GuestThat's exactly it. Think of those sensors like little gates on the surface of your nerve cells. When it gets cold, the gate opens up and lets a signal through. But menthol is like a skeleton key. It happens to have just the right shape to slide into the lock and pull the gate open. Once that gate is open, your nerve starts firing. It tells your brain that things are freezing, even though the thermometer says everything is fine. Your brain has no way of knowing the difference between a drop in temperature and a chemical key opening that door. It just sees the signal and says, okay, we're cold now.

HostBut wait, if I'm not actually cold, why does it feel ten times worse when I drink water? If the menthol already flipped the switch, why does the water matter?

GuestThat's where it gets really interesting. Menthol does more than just flip the switch. It actually makes the sensor much more sensitive than usual. It lowers the bar for what counts as cold. So if your mouth is at its normal temperature, the menthol tricks the sensor into thinking that normal warmth is actually quite chilly. Then, when you take a sip of water that's even just slightly cool, the sensor goes into overdrive. It reacts as if you just swallowed liquid nitrogen. It's like the menthol turned up the volume on your cold sensors to the highest possible setting, so even a tiny breeze or a sip of water feels like a blizzard.

HostIt's strange that one little plant can hijack our nerves like that. Is this the same thing that happens with spicy food, just in the other direction?

GuestIt's a very similar trick. Hot peppers have a stuff in them called capsaicin. It does the same thing, but it targets the sensor that feels heat and pain. That's why we call peppers hot. They're not literally burning your tongue with fire, but they're flipping the switch that tells your brain, ouch, this is way too hot. It's funny because your body uses the same basic system for both, just different doors for different feelings. Mint is the cool version of that heat.

HostI have noticed that if the mint is really strong, like in some throat lozenges or intense gum, it stops feeling cool and starts to feel like it's actually stinging or burning. If it's supposed to be cold, why does it start to hurt?

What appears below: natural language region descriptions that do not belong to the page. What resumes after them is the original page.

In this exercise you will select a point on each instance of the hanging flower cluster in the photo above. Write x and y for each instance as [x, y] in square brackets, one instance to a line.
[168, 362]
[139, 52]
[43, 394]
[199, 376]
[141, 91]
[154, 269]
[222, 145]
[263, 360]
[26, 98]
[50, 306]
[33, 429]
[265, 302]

GuestThat happens because your body has a few different types of these sensors. There's the one that just feels a nice chill, but then there are others that are only supposed to turn on when things are dangerously cold, like ice-burn territory. When you have a really high amount of menthol, it stops being picky. It starts jamming its way into those danger sensors too. When those fire, your brain stops thinking, oh, this is refreshing, and starts thinking, something is wrong. That's when you get that stinging or biting feeling. It's a sign that you have pushed the system a bit too far.

HostIt seems like a lot of work for a plant to go through. Why would a plant even want to trick us into thinking our mouths are freezing?

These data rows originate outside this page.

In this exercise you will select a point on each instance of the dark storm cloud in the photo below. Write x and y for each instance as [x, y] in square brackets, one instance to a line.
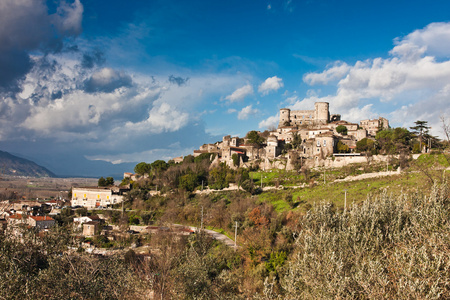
[25, 26]
[106, 81]
[90, 60]
[178, 80]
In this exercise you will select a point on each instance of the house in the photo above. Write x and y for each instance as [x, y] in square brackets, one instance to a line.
[38, 222]
[372, 126]
[41, 222]
[78, 222]
[91, 228]
[92, 197]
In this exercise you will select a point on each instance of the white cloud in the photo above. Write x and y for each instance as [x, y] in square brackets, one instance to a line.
[246, 112]
[270, 84]
[148, 155]
[417, 72]
[162, 118]
[240, 93]
[337, 71]
[270, 122]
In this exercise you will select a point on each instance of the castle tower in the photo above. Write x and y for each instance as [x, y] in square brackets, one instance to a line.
[285, 116]
[322, 113]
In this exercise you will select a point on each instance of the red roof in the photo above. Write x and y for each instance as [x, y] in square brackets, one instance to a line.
[41, 218]
[16, 216]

GuestWell, the plant isn't doing it for us. It's doing it to stay alive. To a small bug or a worm, that cooling feeling isn't a refreshing snack. It's an irritant. It's a way to tell things that might want to eat the plant to go away and find something else. Most animals in the wild take that stinging, weird feeling as a warning sign. Humans are just the odd ones out who decided we actually quite like the feeling of a fake winter storm in our mouths. We took a defense system and turned it into a flavor.

HostSo we're basically eating a warning sign and enjoying the confusion it causes in our nerves.

GuestWe really are. We have taken this chemical tool that plants use to scare off pests and we have put it in everything from toothpaste to ice cream. We have even started using it on our skin in those cooling creams for sore muscles. It's the same trick there too. It doesn't actually ice your muscles down, it just convinces your brain to focus on the cold signal instead of the pain signal. It's a beautiful bit of misdirection that we have learned to use to our advantage.

GuestEven though we have mapped out how that menthol key fits into the lock, our brains still fall for the trick every single time we chew a piece of gum.

HostThe mint plant is still winning the battle of wits, making us feel the ice of a winter day even while we sit in the summer sun.